CAFO's should be enviornmentally correct, but the Pew Commission's report was debunked by the AVMA as using faulty studies and information. One only needs to drive through the western states to see the use of open lands and cattle and sheep grazing to see that not EVERY farm or ranch is a CAFO in the US. As far as the 50 billion stat, how much goes overseas?
New Yorkers can do something now. There is a bill pending in the New York State Assembly (A.08163) that would ban hen battery cages, veal crates and tethering, and pig gestation crates on New York farms effective January of 2015. Michigan just passed a similar law but provisions of it don't go into effect until 2019.
The New York bill is opposed by the Chairman of the Agriculture Committee (William Magee) and the bill is sitting in in his committee. The New York Farm Bureau opposes the bill and owns Bill Magee. A groundswell of citizen activity is necessary to overcome the status quo. Read more about it at www.ab8163.com.
This issue is exploding all over the country (except at the federal level) and New Yorkers are fortunate to have the opportunity to make affirmative change.
Rick Tannenbaum
The Hilltop Initiative
www.ab8163.com
People who promote CAFOs or profit from them deserve permanent coach status on flights.

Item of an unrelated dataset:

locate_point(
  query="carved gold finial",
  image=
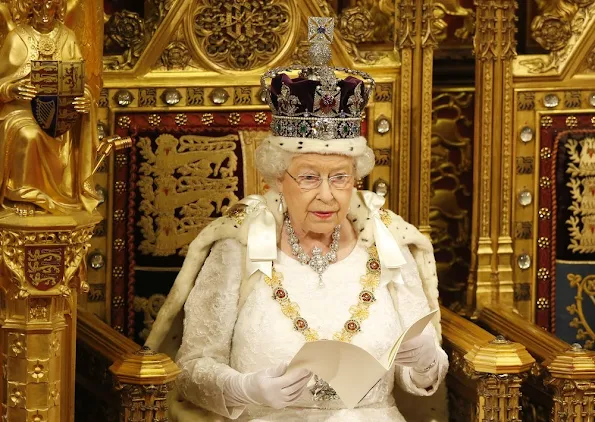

A brief object lesson in the importance of being able to extend one's legs when confined, no matter whether one is human or animal.
You have a way of putting things. That would have my vote.
Go get em DK! Safe vaccines ( your "Evidence of Harm") and safe food ("Animal Factory: The Looming Threat of Industrial Hog, Dairy and Poultry Farms to Humans and the Environment") - who wouldn't want that?
Familiar and parallel issues with good guys and bad guys, too. I pre-ordered your book back in Oct - can't wait, and I'm guessing part 2 of this HuffPo is showing some of those campaign pledges not being upheld. How come these Industry folks (food-vaccine) have so much power?
Muckraking them is just what is needed!